5. Scale-Location Plot¶
The Scale-Location plot (or Spread-Location plot) is another useful visualization for detecting heteroscedasticity. It plots the square root of the standardized residuals against the fitted values.
Why the square root? Taking the square root of the absolute standardized residuals linearizes the relationship, making trends in variance easier to detect visually. The standardization removes the effect of the mean, isolating the variance pattern.
Steps:
- Fit the Linear Regression Model: Obtain the standardized residuals and fitted values.
- Create the Plot: Plot the square root of the absolute standardized residuals on the y-axis and the fitted values on the x-axis.
- Assess the Plot: Look for patterns in the spread of the residuals.
Example:
import numpy as np
import matplotlib.pyplot as plt
# Assuming 'model' is your fitted OLS model
residuals = model.resid
fitted = model.fittedvalues
standardized_residuals = (residuals - np.mean(residuals)) / np.std(residuals)
plt.scatter(fitted, np.sqrt(np.abs(standardized_residuals)), alpha=0.5)

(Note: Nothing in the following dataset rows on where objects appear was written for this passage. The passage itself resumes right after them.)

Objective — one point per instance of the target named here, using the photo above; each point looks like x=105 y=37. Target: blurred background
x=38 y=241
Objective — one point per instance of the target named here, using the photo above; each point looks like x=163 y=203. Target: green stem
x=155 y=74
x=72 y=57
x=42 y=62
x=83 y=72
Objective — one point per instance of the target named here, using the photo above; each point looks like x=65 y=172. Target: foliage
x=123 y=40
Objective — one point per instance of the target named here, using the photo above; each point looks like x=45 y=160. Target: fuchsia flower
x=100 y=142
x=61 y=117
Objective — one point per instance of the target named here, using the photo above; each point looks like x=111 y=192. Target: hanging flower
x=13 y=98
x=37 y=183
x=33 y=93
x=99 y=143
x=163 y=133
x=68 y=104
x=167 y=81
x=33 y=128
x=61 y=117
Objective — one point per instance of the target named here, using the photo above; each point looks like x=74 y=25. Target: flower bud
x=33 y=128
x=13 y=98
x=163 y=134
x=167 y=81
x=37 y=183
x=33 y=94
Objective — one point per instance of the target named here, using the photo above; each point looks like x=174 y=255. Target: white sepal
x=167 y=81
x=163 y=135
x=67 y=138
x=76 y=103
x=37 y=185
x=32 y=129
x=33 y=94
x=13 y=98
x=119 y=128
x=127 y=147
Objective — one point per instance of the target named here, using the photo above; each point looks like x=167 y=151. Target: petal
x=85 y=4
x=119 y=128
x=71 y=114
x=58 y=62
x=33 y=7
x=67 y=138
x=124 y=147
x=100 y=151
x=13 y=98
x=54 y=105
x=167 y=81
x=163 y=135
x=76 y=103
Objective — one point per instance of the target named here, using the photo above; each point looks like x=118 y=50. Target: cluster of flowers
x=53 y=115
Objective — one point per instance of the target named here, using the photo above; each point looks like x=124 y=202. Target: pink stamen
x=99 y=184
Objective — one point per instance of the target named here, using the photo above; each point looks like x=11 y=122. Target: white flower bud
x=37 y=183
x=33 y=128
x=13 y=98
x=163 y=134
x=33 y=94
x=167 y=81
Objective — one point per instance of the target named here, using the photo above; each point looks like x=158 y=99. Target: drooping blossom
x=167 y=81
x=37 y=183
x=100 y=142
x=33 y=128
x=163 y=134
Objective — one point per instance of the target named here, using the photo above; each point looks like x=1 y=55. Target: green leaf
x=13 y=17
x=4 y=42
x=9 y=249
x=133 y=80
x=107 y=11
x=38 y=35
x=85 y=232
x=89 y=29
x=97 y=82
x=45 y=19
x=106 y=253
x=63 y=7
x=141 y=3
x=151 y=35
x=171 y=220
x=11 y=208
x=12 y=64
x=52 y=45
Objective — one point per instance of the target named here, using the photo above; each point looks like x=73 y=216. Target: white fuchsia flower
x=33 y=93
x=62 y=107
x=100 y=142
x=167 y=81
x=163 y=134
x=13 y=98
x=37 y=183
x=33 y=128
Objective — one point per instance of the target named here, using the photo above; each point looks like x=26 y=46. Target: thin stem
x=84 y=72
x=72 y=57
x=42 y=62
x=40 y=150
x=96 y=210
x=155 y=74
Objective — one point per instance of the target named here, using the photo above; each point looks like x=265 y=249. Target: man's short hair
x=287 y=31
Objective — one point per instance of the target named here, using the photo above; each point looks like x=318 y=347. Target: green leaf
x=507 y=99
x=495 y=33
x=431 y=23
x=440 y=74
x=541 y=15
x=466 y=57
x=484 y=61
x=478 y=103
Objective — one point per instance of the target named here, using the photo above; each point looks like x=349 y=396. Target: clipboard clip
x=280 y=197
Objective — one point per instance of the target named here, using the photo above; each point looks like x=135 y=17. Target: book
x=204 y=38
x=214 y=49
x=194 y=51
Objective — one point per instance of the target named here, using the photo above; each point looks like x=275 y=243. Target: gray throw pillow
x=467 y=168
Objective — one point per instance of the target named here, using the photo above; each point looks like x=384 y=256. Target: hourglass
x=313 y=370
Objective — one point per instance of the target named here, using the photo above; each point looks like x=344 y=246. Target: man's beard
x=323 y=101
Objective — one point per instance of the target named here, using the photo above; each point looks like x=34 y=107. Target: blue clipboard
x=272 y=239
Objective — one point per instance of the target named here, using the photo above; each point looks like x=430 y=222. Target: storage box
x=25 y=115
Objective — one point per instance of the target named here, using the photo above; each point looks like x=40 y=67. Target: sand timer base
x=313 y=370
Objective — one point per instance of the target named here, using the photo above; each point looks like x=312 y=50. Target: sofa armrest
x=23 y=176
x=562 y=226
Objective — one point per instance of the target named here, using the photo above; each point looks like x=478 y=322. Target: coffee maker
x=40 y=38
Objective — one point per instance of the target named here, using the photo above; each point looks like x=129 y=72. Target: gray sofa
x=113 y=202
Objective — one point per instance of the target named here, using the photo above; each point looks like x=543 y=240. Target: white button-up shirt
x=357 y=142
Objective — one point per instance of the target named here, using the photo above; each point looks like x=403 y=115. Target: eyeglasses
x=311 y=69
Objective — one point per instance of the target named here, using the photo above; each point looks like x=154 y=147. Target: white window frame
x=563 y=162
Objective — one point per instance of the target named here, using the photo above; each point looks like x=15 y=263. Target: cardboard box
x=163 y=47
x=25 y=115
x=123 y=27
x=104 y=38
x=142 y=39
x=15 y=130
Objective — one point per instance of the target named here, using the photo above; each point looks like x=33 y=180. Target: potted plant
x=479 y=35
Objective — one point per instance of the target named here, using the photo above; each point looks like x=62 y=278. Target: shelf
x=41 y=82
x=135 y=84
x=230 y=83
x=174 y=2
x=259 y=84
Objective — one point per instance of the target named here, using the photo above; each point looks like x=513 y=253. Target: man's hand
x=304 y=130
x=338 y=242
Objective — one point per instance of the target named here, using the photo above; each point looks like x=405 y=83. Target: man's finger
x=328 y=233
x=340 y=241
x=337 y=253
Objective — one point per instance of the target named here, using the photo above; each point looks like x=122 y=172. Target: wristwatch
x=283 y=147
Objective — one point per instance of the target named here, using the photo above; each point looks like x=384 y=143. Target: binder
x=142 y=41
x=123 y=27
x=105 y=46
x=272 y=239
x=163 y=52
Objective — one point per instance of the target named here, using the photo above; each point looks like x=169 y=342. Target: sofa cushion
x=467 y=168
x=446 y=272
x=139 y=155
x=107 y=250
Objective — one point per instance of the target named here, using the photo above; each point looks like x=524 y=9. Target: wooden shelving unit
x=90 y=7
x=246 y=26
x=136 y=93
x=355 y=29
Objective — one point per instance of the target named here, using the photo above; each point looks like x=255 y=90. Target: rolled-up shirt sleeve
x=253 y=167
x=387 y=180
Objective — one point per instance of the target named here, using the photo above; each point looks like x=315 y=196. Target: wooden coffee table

plt.xlabel('Fitted Values')
plt.ylabel('√|Standardized Residuals|')
plt.title('Scale-Location Plot')
# Add a lowess smoothing line for trend detection
from statsmodels.nonparametric.smoothers_lowess import lowess
smooth = lowess(np.sqrt(np.abs(standardized_residuals)), fitted, frac=0.6)
plt.plot(smooth[:, 0], smooth[:, 1], color='red', linewidth=2)
plt.show()
Interpretation:
- Homoscedasticity: The points should be randomly scattered around a horizontal line with no clear pattern. The smoothing line should be approximately flat.
- Heteroscedasticity: A pattern (such as an upward trend or funnel shape) suggests non-constant variance, indicating heteroscedasticity.
Comparison of Homoscedasticity Tests¶
| Test | Type | What It Detects | Pros | Cons |
|---|---|---|---|---|
| Residuals vs. Fitted | Visual | Any variance pattern | Intuitive, flexible | Subjective |
| Scale-Location | Visual | Variance trends | Clear trend visualization | Subjective |
| Breusch-Pagan | Formal | Linear heteroscedasticity | Simple, powerful | Assumes linear form |
| White | Formal | General heteroscedasticity + nonlinearity | Very general | Uses many degrees of freedom |
Checking for homoscedasticity is essential in linear regression analysis to ensure the validity and efficiency of the model's estimates. If heteroscedasticity is detected, it can often be addressed by transforming the dependent variable, using weighted least squares, or employing robust standard errors (such as HC0, HC1, HC2, or HC3 estimators) to correct for the non-constant variance.